Today, Perezagua writes, Luna Park “continues to maintain that paradoxical aura of a world that continues to work, although there is no longer there.” A reflection that, in the book, New York City is extrapolatedmain scenario and great common link of the ten stories.
New York, a great rotten apple
Throughout 125 pages, the writer invites us to climb that Noria emblematic that illustrates the roof to offer us a panoramic view of a city that is far from that idealized place For the cinema. He New York Marina Perezagua is composed of gentrified and hypervigilated neighborhoods, supermarkets where they sell firearmsridiculous apartments at exorbitant prices, pedophile and rats parks scarbing garbage bags that are piled up for days on the sidewalks.
The author strips of every artifice to a city that never existed, exposing The rotten skeleton of the Big Apple. Luna Park It is his farewell to a decadent and decomposition New York, which now expels it after hosting it more than two decades ago.

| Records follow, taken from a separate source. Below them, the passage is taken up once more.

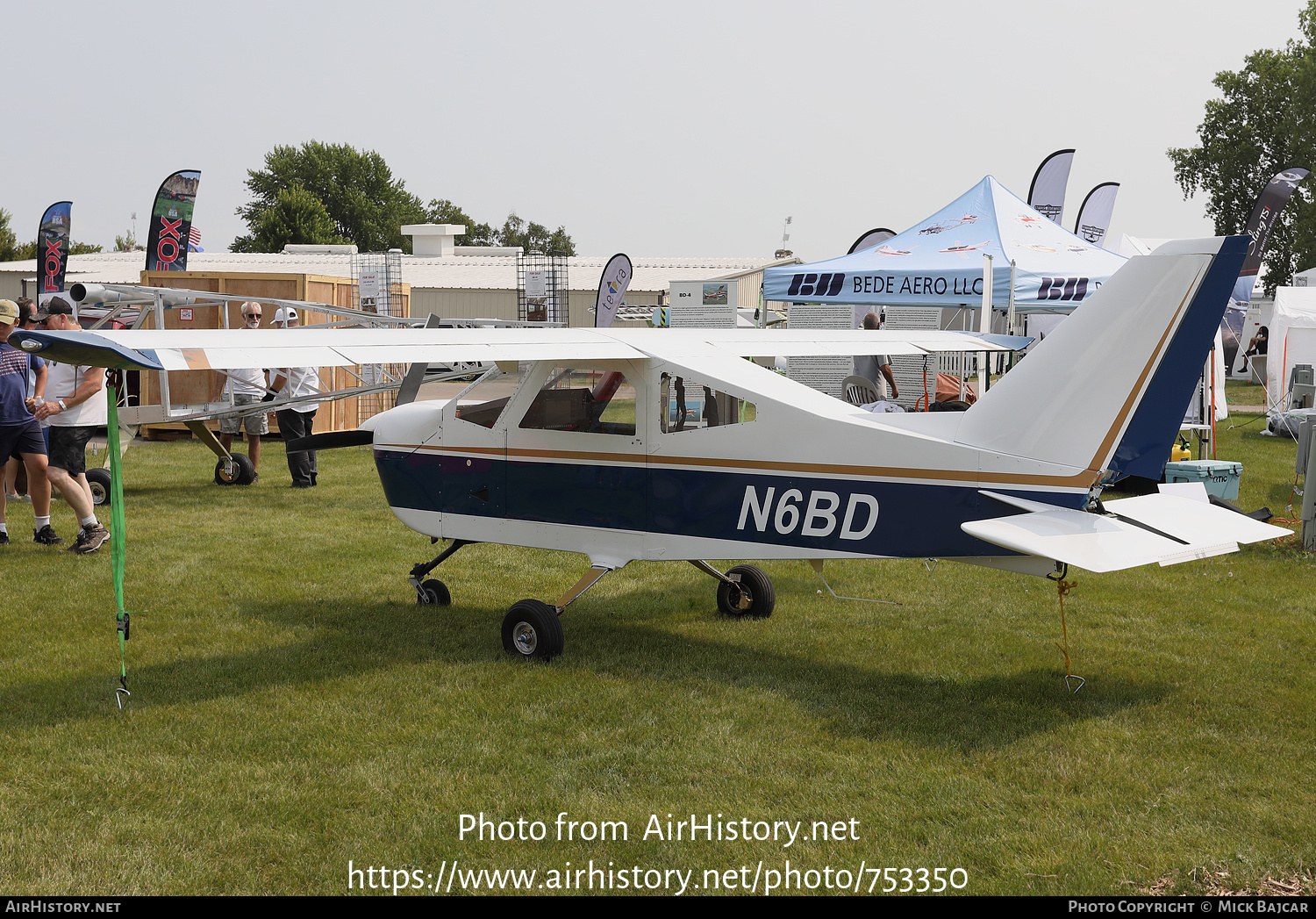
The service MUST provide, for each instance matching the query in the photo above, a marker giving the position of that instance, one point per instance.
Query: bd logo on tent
(816, 284)
(1063, 289)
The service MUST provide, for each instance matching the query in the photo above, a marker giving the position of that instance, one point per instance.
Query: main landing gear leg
(745, 592)
(533, 629)
(433, 592)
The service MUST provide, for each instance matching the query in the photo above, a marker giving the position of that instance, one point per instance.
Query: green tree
(534, 237)
(1265, 121)
(357, 191)
(297, 216)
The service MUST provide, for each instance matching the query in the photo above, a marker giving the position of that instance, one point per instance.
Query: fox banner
(1094, 216)
(171, 223)
(1047, 194)
(1265, 213)
(612, 290)
(53, 250)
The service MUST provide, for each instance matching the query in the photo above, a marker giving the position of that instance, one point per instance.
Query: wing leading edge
(228, 349)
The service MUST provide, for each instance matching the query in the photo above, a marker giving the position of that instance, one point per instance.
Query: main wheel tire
(244, 473)
(436, 592)
(99, 479)
(533, 631)
(753, 597)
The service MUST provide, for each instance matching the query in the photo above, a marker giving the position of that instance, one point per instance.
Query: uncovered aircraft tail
(1107, 389)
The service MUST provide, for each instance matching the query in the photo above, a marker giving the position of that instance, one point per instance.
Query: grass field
(294, 710)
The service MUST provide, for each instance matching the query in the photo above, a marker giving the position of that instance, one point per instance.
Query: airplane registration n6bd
(669, 445)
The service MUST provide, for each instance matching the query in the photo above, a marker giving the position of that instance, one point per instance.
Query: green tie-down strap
(116, 526)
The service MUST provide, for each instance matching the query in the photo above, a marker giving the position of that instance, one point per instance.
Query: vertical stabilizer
(1107, 389)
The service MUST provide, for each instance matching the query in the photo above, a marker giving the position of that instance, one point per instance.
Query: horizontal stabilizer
(1134, 531)
(83, 348)
(329, 440)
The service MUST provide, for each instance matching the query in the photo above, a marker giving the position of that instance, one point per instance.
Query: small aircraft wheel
(433, 592)
(752, 597)
(99, 481)
(532, 629)
(244, 473)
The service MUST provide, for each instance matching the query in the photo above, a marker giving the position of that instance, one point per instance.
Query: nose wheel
(433, 592)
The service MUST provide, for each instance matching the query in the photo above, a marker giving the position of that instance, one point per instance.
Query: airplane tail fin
(1107, 389)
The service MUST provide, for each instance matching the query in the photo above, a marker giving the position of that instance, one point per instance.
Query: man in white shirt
(297, 418)
(247, 389)
(75, 407)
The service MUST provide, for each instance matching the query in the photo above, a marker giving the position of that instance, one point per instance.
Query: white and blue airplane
(669, 445)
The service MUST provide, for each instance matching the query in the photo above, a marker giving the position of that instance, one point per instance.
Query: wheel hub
(526, 637)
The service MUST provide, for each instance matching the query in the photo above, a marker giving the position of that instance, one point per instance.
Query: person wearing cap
(247, 389)
(876, 368)
(26, 320)
(20, 432)
(297, 419)
(75, 407)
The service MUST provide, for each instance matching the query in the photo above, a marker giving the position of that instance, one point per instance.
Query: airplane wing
(1134, 531)
(228, 349)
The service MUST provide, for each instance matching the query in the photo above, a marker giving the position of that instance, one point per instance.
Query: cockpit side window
(583, 399)
(690, 405)
(483, 400)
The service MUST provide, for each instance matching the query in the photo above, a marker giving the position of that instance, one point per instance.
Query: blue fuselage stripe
(836, 515)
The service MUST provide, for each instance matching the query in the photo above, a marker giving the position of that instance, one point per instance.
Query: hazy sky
(657, 129)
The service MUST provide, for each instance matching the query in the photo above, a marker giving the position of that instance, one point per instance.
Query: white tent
(1292, 340)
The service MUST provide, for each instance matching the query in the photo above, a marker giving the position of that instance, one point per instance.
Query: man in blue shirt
(20, 432)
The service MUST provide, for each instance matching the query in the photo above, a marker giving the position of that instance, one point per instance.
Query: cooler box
(1220, 477)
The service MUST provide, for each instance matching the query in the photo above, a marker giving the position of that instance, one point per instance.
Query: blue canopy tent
(939, 261)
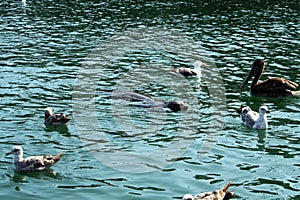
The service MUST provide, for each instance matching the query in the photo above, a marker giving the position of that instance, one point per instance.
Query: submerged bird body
(32, 163)
(148, 102)
(187, 72)
(253, 119)
(273, 87)
(55, 119)
(222, 194)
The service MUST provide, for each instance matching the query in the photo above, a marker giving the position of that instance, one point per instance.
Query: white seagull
(222, 194)
(55, 119)
(253, 119)
(32, 163)
(187, 72)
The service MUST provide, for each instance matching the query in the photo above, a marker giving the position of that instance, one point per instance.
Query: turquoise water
(71, 54)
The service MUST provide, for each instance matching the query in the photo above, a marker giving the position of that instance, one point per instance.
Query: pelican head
(188, 197)
(263, 110)
(256, 70)
(16, 150)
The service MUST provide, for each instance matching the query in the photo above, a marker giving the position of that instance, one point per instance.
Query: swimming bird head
(263, 110)
(198, 64)
(48, 112)
(256, 70)
(176, 105)
(16, 150)
(188, 197)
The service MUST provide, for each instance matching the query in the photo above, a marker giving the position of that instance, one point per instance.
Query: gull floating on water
(222, 194)
(253, 119)
(55, 119)
(187, 72)
(32, 163)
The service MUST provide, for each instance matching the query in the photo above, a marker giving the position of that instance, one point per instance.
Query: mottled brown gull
(32, 163)
(55, 119)
(222, 194)
(253, 119)
(187, 72)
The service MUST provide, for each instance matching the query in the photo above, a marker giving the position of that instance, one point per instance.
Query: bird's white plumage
(253, 119)
(32, 163)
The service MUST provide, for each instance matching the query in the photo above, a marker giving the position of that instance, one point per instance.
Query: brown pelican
(222, 194)
(32, 163)
(273, 87)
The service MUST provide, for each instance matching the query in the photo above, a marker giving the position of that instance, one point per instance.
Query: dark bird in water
(222, 194)
(32, 163)
(55, 119)
(273, 87)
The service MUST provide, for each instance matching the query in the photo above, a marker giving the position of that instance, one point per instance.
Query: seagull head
(16, 150)
(198, 64)
(48, 111)
(263, 110)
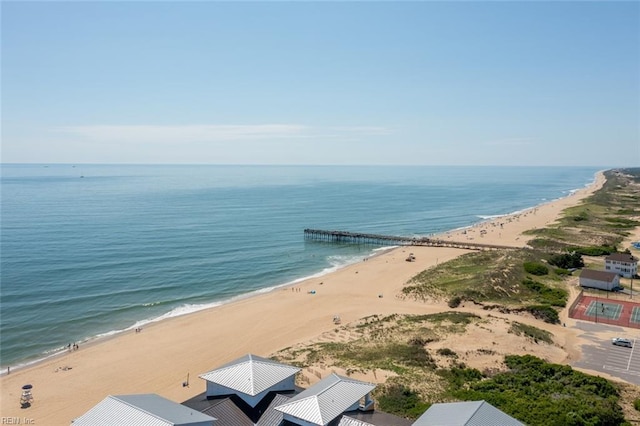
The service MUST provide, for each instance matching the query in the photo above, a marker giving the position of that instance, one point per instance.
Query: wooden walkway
(360, 238)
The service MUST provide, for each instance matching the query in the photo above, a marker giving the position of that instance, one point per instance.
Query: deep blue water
(126, 244)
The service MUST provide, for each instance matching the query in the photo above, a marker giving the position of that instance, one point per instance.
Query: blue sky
(417, 83)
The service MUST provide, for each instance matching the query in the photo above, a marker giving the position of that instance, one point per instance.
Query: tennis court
(635, 315)
(606, 310)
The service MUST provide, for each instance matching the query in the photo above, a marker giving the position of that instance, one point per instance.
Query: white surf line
(631, 354)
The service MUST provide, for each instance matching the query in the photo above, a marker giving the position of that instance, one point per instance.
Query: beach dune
(159, 358)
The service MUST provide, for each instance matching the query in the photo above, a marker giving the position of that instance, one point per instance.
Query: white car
(619, 341)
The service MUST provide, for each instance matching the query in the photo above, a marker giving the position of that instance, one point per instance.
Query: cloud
(214, 133)
(511, 142)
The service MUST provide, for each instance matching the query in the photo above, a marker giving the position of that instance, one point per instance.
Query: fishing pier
(374, 239)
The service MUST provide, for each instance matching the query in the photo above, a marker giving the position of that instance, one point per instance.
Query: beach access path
(159, 358)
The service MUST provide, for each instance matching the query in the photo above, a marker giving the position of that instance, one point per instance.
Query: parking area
(601, 355)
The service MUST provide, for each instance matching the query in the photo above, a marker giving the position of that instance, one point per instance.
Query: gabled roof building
(623, 264)
(142, 410)
(250, 378)
(469, 413)
(327, 400)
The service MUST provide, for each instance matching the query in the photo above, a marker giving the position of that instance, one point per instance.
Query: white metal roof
(469, 413)
(250, 374)
(140, 410)
(326, 400)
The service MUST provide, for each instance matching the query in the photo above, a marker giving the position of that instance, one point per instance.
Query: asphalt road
(601, 355)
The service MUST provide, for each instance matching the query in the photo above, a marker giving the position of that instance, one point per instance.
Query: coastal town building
(252, 390)
(624, 264)
(602, 280)
(256, 391)
(468, 413)
(142, 409)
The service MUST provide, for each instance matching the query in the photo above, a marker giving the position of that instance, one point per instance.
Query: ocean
(93, 250)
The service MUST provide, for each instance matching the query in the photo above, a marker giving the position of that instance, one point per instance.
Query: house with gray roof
(468, 413)
(142, 409)
(250, 378)
(602, 280)
(327, 400)
(623, 264)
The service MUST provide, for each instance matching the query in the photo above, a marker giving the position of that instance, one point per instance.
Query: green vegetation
(547, 295)
(567, 260)
(544, 312)
(536, 268)
(593, 250)
(540, 393)
(534, 333)
(455, 301)
(447, 352)
(401, 401)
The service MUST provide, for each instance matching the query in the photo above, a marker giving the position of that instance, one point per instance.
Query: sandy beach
(159, 358)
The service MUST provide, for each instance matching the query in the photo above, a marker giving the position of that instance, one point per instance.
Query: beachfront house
(255, 391)
(603, 280)
(142, 409)
(468, 413)
(623, 264)
(327, 400)
(250, 378)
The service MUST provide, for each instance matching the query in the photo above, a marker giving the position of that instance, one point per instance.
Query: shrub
(400, 400)
(567, 260)
(541, 393)
(447, 352)
(455, 301)
(545, 313)
(593, 250)
(535, 268)
(552, 296)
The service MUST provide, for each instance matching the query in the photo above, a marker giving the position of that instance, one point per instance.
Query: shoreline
(160, 357)
(460, 233)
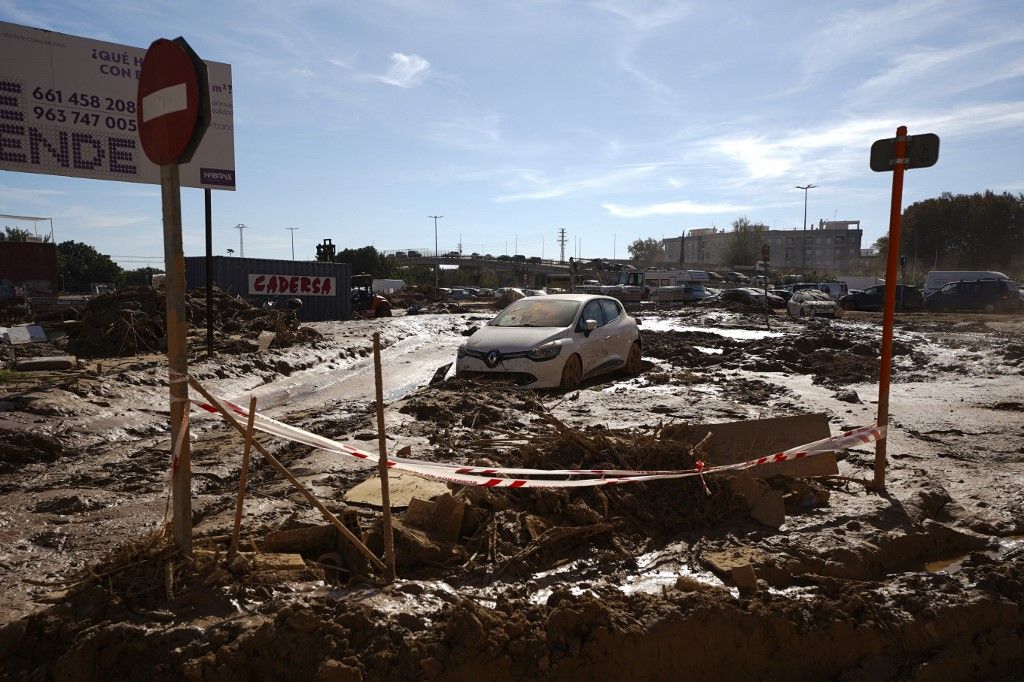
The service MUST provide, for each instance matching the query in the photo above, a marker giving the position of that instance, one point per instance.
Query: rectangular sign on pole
(68, 108)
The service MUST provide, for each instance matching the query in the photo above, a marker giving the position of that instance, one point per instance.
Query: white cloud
(407, 71)
(613, 180)
(647, 14)
(670, 208)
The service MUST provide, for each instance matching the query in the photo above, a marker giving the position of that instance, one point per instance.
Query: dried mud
(623, 581)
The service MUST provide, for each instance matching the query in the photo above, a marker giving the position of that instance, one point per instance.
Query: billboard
(68, 108)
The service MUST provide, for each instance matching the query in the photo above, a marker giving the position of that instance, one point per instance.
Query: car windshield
(537, 312)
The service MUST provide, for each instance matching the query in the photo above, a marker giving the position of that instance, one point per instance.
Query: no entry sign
(173, 110)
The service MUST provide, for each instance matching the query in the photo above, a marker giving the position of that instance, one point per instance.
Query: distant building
(833, 246)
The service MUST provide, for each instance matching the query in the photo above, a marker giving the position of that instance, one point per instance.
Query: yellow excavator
(365, 302)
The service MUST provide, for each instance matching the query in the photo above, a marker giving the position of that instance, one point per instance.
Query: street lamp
(803, 241)
(437, 257)
(242, 243)
(292, 229)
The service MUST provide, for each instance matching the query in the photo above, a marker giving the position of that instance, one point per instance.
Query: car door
(616, 338)
(591, 347)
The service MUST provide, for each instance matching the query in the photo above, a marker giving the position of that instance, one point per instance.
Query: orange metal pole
(892, 261)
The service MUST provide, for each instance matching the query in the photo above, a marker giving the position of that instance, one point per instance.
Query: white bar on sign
(167, 100)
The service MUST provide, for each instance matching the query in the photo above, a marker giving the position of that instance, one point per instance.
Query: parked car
(873, 298)
(935, 280)
(812, 303)
(751, 296)
(514, 292)
(553, 341)
(987, 295)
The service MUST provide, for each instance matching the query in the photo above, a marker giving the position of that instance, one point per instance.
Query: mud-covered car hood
(512, 339)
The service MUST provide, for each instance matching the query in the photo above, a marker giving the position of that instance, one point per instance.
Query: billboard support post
(170, 189)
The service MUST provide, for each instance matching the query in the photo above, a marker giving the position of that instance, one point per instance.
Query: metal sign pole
(170, 189)
(898, 165)
(209, 271)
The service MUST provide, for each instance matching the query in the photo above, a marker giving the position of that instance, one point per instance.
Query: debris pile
(132, 321)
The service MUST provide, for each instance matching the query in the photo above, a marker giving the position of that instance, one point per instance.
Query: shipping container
(323, 288)
(28, 269)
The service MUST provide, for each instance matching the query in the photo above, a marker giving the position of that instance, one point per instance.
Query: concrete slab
(46, 364)
(402, 488)
(738, 441)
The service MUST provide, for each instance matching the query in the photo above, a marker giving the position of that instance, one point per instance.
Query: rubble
(132, 321)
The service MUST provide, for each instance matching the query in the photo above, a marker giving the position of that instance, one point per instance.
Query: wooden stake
(349, 536)
(232, 550)
(382, 463)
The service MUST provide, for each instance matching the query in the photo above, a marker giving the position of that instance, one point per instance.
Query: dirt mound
(435, 308)
(421, 294)
(920, 626)
(22, 448)
(132, 321)
(835, 357)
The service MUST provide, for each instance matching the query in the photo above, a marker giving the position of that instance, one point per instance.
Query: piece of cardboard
(732, 442)
(401, 487)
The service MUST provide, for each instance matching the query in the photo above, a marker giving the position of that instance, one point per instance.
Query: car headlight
(545, 351)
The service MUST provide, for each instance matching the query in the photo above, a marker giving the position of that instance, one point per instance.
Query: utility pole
(292, 229)
(803, 241)
(437, 257)
(242, 243)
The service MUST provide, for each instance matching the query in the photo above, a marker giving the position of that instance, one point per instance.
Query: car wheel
(633, 365)
(571, 373)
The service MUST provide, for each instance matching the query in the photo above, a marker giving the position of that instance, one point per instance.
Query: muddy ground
(925, 581)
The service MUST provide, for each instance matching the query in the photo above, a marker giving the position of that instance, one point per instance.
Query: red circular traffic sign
(167, 102)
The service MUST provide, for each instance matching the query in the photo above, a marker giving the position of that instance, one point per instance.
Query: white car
(553, 341)
(812, 303)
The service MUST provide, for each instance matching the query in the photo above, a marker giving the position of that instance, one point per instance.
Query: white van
(937, 279)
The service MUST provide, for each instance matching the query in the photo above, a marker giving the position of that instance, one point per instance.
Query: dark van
(987, 295)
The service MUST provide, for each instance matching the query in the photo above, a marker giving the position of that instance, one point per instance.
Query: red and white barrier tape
(513, 477)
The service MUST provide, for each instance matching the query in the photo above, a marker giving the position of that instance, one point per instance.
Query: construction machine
(365, 302)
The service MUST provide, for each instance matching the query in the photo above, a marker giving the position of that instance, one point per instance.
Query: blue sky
(612, 119)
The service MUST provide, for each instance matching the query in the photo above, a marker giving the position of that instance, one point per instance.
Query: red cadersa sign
(295, 285)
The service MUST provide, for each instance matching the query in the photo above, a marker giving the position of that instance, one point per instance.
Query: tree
(18, 235)
(983, 230)
(488, 279)
(646, 251)
(743, 246)
(140, 276)
(79, 265)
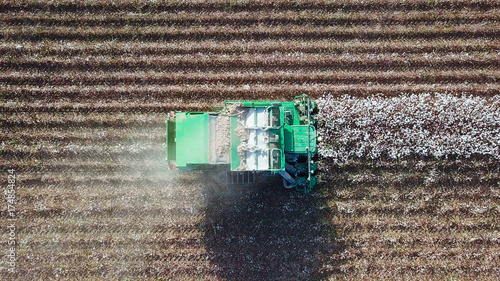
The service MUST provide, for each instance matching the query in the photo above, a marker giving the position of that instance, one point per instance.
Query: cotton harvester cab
(247, 138)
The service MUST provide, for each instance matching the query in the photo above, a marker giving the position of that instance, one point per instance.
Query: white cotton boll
(426, 124)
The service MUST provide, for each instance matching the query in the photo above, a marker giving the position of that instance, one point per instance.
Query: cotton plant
(428, 124)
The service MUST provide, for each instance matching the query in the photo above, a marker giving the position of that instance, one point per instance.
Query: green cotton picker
(248, 138)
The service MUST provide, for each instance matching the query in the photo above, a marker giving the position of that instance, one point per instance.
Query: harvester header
(248, 138)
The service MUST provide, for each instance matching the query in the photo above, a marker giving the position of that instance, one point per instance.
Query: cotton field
(421, 125)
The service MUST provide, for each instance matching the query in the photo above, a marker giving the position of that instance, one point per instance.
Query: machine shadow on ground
(265, 232)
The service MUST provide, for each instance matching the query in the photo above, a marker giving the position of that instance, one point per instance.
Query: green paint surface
(191, 138)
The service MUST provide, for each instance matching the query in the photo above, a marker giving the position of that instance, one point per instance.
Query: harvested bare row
(70, 48)
(148, 33)
(202, 5)
(466, 16)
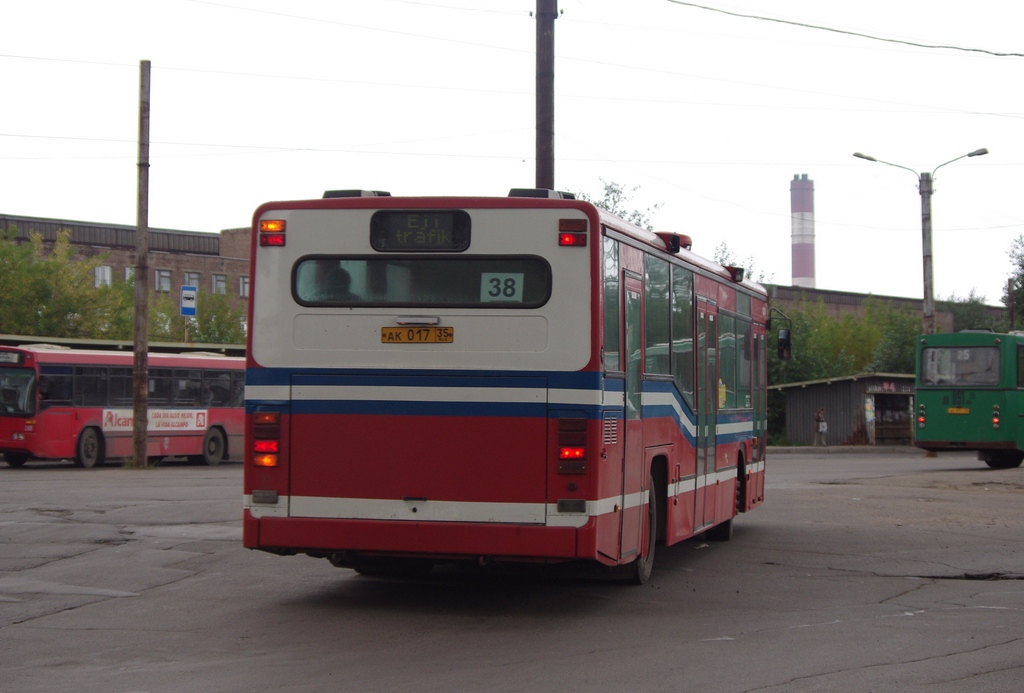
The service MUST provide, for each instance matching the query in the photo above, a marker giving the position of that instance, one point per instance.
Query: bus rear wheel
(89, 451)
(15, 460)
(1004, 459)
(641, 568)
(214, 448)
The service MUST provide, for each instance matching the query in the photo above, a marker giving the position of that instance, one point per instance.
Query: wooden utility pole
(547, 11)
(140, 416)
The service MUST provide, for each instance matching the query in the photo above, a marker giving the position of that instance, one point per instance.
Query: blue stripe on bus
(453, 380)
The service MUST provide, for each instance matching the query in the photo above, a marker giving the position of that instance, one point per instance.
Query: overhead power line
(845, 32)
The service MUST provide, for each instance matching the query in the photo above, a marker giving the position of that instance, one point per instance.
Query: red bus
(494, 380)
(57, 402)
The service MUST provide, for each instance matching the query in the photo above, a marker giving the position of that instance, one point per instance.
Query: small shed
(872, 408)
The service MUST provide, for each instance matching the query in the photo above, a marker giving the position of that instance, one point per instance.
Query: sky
(704, 112)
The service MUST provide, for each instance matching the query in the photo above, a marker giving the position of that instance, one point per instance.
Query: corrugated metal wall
(844, 399)
(844, 412)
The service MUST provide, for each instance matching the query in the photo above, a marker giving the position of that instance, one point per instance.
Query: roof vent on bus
(675, 242)
(540, 192)
(355, 193)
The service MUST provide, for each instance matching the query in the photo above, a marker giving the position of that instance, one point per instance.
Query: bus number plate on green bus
(417, 335)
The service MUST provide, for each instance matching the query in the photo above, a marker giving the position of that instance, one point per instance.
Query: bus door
(707, 400)
(631, 529)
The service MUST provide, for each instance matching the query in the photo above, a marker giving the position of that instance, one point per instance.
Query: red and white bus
(57, 402)
(494, 379)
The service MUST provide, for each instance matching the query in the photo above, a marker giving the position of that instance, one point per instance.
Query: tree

‘Luna Park’ is her farewell to a decadent and decomposition New York, which now expels her after hosting her more than two decades ago
But even of the misfortunes you have to laugh, and Perezagua reserves us of reportstremendously fun: ‘Ten words’, on the surreal encounter between a speech therapist with little tact and a girl unable to say more than two words; And ‘The third child is the horror’, in which the protagonist, exhausted from life, tells her husband’s second adolescence, a forty that only has time for the music band that has just trained with friends. Two stories full of irony and bad drool that could perfectly be played in a show of stand up comedy.
And so, on horseback between humor and the disturbing, marina lazguagua to a book singular e nondescript about what it means to continue living in a world that wobbles.